Os Sarney são a imagem do atraso do Maranhão. Aquele, dizem, é o Estado mais miserável do país por causa deles. Foi lá que os presos mandaram queimar ônibus e mataram uma menina de seis anos num dos ataques.

Degolaram três presidiários numa cadeia de São Luís. E noticiam que, nesse ambiente de horror, Roseana mandou comprar vinhos e espumantes, uísque escocês 12 anos, lagosta, caviar. Uma licitação do governo prevê gastar R$ 1,3 milhão em coisas finas.

Sarney é senador pelo Amapá, mas continua mandando no Maranhão. A dinastia dos Sarney nos oferece uma facilidade. Você tem em quem mirar, porque o atraso estaria representado em figuras públicas associadas ao coronelismo. O Maranhão é a imagem dos Sarney. E nós, aqui do Sul civilizado, ficamos tentados a observar tudo de longe e achar que estamos muitos degraus acima dessa civilização do século 19.
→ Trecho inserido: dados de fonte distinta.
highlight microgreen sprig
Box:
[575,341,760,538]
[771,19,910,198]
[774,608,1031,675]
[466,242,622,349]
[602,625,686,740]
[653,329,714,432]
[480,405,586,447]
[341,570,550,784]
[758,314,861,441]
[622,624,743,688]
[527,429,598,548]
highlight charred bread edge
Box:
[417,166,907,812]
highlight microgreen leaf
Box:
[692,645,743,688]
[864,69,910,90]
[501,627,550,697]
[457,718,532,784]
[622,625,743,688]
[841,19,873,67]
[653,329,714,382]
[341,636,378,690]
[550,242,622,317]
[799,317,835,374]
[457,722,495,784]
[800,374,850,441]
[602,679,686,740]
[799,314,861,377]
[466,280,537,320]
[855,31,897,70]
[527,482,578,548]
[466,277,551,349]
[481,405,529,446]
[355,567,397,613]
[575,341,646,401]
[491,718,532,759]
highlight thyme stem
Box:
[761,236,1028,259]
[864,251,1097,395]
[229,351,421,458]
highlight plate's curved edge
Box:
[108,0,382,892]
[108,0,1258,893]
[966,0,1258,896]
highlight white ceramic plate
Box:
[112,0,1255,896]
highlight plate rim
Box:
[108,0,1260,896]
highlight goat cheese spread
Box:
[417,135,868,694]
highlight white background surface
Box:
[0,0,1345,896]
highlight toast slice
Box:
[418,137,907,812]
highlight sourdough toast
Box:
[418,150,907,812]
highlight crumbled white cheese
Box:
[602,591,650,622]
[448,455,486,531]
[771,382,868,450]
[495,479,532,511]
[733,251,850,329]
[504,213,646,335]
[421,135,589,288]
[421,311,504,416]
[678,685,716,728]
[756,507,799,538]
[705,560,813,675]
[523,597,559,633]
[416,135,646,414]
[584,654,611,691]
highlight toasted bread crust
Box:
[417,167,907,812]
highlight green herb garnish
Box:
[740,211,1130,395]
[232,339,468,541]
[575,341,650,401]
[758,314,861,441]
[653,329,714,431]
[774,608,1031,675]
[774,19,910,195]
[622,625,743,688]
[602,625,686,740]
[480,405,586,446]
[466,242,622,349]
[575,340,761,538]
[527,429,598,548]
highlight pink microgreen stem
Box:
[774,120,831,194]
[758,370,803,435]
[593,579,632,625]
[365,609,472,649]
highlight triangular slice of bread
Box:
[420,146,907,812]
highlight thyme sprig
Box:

É uma percepção meio preguiçosa. Você sabe que matam, como mataram nos ônibus em São Luís e na cadeia lotada de presos, em qualquer lugar do Brasil. O que não tínhamos até agora eram as imagens da degola. Você sabe que o prefeito de uma cidade gaúcha quebrada mandou comprar um carro oficial por R$ 168 mil. Outros não compram lagosta congelada porque não têm o refinamento dos Sarney.

Matam com violência e por qualquer motivo, ou sem motivo mesmo, no Rio, em São Paulo, no Recife, em Salvador, nas cadeias e nas ruas. Imagine se o massacre paulista do Carandiru, com 111 mortos, tivesse acontecido em São Luís. E os arrastões do Rio. E a corrupção grossa, como essa que flagrou o grupo que superfaturava obras aqui no Estado. Imagine se fossem maranhenses esses empreiteiros que vinham ganhando milhões simulando o conserto de escolinhas das periferias.

O Maranhão, acredite, deve ter mais creches do que o Rio Grande do Sul. Mas os Sarney são o nosso consolo como patrocinadores do inferno. Nós, aqui do Sul, podemos olhar para o Maranhão como se olha do Ocidente para o mundo que não se decifra direito, dos árabes, dos africanos, da Sibéria. Acreditamos que nossos pontos de observação estão no alto.

Claro que não dá para romantizar o coronelismo. Não dá para sentar na mesa de jantar da casa-grande e se lambuzar no camarão de um arroz de cuxá na companhia dos Sarney e sair dali impunemente. Ou você se apaixona pelo coronel e sua filha, como Caetano Veloso se apaixonou um dia pelo coronel baiano ACM, ou produz uma tese sobre os atrasos do Brasil.


Tem degola em cadeia pra todo lado. Mas os bárbaros do Maranhão teatralizaram a brutalidade e a filmaram, sintonizados com os novos tempos da hegemonia da imagem. A barbárie também sabe usar a internet.